Scott Gries / Picture Group

Stephen Colbert roasted Herman Cain and his 9-9-9 plan on his TV show Thursday night with a fictional movie clip of an actor playing Hitler slamming a table and screaming, “Nein! Nein! Nein!”

Nein rhymes with nine, but it means “no” in German. The clip comes from the 2009 Quentin Tarantino movie “ Inglorious Bastards.”

The moment in Colbert’s show was brief and came amid a longer piece about Herman Cain’s controversial idea to build a deadly electrified fence across the U.S. border. Cain has waffled on the proposal, at first saying he was joking, then apologizing for its insensitivity but not exactly retreating from it. Colbert later used an image of Cain and Hitler next to each other.

“Electrified fence,” said Colbert. “Classic joke.  It’s like, ‘Who’s on first, what’s on fire?’ I don’t know. How many people has it killed?

“But the real punch line of the joke is that it’s not a joke,” said Colbert, playing a clip of Cain sort of walking back the statement. “He’s joking unless you’re into the idea, in which case he means it.”

Watch the clip at Colbert’s Comedy Central website.

Colbert  has made the rights of migrant workers a cause and testified on the subject least year on Capitol Hill.    Colbert broke sarcastic character once during his testimony. He was asked at the hearing by Rep. Judy Chu, D-Calif., why he chose this issue.

“I like talking about people who don’t have any power. And this seems to be [about] people without any power,” he said, arguing that migrant workers “don’t have any rights.

“We invite them here and ask them to leave,” he said.

But the use of Hitler for any sort of comparison is generally verboten in American politics and popular culture.

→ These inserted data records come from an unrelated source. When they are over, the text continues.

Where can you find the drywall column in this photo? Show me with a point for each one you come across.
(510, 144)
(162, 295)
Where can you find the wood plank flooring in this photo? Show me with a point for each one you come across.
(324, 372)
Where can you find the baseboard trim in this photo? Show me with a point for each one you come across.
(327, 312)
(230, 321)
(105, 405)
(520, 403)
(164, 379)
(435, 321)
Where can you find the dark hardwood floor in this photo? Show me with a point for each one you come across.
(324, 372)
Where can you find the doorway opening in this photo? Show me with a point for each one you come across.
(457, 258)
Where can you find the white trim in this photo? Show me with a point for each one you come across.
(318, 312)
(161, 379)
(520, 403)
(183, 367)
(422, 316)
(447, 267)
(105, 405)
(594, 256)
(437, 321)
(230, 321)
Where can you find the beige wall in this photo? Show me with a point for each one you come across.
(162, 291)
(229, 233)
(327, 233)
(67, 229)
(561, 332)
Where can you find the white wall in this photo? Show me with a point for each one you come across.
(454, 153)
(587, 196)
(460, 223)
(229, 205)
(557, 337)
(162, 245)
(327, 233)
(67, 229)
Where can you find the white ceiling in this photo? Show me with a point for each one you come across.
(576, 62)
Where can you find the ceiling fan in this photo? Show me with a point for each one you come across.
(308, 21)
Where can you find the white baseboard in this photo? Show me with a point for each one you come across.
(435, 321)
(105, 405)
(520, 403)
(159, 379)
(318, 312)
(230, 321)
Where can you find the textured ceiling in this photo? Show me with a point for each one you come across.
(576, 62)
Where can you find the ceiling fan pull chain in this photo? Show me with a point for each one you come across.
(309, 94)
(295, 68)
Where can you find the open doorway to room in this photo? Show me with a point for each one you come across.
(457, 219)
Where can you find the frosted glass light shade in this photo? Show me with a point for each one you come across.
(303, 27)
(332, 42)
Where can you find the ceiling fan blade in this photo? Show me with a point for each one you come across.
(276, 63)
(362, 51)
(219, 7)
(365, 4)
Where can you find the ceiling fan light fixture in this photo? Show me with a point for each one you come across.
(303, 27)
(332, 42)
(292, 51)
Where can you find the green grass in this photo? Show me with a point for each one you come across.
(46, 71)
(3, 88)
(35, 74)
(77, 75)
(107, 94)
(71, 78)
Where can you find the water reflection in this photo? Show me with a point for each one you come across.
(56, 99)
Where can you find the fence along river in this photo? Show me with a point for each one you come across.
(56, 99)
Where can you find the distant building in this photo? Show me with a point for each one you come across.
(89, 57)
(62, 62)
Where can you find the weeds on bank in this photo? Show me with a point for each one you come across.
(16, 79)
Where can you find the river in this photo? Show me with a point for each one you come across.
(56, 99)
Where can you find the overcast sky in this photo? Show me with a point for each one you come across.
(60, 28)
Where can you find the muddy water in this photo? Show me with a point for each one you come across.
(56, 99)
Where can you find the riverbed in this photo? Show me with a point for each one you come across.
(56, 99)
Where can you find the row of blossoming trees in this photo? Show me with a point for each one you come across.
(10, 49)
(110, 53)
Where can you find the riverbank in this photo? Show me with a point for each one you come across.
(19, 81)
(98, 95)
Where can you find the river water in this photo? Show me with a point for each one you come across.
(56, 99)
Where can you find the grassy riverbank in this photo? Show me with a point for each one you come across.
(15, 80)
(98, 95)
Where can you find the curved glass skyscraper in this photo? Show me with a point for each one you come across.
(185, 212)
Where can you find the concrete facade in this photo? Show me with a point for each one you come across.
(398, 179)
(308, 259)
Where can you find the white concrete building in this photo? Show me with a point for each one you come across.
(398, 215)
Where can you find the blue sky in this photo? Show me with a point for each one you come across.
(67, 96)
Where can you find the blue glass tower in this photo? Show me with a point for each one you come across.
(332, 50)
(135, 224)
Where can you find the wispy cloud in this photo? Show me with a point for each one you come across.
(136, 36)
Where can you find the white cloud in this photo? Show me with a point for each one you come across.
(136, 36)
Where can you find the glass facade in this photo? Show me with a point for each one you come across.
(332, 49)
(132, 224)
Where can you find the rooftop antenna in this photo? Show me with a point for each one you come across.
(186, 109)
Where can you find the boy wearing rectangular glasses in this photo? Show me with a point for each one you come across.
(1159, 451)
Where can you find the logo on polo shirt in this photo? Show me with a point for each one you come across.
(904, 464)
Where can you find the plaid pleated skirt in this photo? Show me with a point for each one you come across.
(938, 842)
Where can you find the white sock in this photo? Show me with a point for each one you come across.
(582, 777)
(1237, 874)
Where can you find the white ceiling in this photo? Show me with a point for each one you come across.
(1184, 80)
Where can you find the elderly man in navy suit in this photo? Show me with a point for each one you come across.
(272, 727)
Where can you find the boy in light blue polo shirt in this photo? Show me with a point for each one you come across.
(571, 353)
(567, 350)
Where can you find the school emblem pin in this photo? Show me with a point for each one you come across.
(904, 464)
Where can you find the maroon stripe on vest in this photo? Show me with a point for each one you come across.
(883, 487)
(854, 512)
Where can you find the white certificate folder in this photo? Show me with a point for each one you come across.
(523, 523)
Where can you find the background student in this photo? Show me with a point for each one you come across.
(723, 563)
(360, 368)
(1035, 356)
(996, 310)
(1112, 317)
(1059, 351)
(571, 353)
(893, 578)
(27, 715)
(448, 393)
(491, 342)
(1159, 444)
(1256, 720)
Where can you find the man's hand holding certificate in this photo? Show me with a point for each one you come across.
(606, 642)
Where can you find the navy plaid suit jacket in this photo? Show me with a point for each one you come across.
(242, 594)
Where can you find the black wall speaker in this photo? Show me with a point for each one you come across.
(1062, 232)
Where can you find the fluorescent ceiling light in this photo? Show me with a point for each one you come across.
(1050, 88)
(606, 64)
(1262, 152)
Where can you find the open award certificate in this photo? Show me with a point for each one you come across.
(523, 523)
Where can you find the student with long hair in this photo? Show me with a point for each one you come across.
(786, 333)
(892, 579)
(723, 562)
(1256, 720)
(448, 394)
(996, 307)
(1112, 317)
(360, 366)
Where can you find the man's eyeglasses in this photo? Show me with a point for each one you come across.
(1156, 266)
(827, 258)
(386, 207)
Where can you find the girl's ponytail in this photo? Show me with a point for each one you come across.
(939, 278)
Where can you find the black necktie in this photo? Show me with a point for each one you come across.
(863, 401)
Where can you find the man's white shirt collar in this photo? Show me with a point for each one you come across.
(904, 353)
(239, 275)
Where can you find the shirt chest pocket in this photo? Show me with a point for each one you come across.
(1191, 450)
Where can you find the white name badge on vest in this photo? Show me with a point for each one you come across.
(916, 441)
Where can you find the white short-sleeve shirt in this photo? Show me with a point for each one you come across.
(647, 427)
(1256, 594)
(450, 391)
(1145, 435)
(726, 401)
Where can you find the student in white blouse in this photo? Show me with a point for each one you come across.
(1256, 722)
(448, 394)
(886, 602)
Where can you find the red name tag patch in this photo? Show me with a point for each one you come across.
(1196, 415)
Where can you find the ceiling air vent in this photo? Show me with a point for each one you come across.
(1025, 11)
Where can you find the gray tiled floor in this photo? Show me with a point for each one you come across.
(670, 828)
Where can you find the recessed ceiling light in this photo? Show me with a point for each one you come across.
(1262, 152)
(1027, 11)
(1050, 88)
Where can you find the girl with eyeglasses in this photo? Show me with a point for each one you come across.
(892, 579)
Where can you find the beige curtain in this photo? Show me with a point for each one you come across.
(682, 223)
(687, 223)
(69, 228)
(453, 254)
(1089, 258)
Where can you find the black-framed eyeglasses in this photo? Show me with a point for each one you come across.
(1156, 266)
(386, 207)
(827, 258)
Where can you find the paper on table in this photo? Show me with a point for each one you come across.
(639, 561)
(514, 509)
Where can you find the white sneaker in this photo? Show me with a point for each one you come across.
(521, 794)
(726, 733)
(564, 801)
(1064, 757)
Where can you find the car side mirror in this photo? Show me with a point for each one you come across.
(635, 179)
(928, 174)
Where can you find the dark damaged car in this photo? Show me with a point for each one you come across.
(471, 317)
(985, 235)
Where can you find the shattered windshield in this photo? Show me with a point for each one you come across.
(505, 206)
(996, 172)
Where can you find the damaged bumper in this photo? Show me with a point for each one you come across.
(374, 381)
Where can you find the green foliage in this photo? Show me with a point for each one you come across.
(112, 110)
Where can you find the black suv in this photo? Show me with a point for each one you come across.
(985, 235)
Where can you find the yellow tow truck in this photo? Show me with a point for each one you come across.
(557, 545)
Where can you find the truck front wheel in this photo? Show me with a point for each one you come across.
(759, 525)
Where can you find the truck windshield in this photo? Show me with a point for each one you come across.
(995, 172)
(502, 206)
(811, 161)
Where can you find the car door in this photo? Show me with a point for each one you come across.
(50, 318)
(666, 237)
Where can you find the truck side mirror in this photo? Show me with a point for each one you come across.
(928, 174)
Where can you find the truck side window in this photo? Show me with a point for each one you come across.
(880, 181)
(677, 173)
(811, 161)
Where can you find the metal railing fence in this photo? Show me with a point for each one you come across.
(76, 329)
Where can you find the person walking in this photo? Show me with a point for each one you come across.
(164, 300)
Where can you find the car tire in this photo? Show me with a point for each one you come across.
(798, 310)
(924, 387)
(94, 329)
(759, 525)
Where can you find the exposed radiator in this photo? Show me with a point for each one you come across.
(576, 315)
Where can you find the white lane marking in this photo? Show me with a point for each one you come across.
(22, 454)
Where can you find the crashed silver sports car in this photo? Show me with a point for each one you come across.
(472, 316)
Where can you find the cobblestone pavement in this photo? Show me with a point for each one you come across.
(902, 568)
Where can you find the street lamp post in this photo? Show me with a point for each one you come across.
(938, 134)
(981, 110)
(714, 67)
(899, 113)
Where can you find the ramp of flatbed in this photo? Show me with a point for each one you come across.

ESPN recently fired country music star Hank Williams, Jr., after he seemed to compare President Obama to Hitler. The fashion designer John Galliano was fired by Christian Dior after being recorded praising Hitler.

Certainly, the rules are different for a comedy show. Colbert often uses Hitler to make a point. Check out the number of clips tagged “Adolf  Hitler” on his website.

Back in January, following the shooting of Rep. Gabrielle Giffords, D-Ariz., Colbert jokingly called President Obama Hitler before praising his speech in Tucson after the shooting. Colbert joked that by calling Obama Hitler and praising the speech he had found a way to praise Hitler.

But Colbert’s Comedy Central colleague, Jon Stewart, has lambasted lawmakers from both parties for using Nazi analogies, especially in the wake of the Giffords shooting, devoting a large portion of several shows during a week in January to it.

Colbert’s ironic comedy, beneath his character, usually seems to have a point. In calling Obama Hitler to praise his speech, Colbert seemed to really be praising the speech. Whereas, in using the clip from “Downfall,” he really seemed to be criticizing Cain.

He has a SuperPac that airs ironic TV ads, apparently to make a point about the ability of anonymous donors to influence politics. This week, the organization released an advertisement about the NBA lockout.

Read more about Colbert’s SuperPAC .

An email to Colbert’s spokesperson was not immediately returned.

*This post originally misidentified the move clip as the 2004 German movie “Downfall.”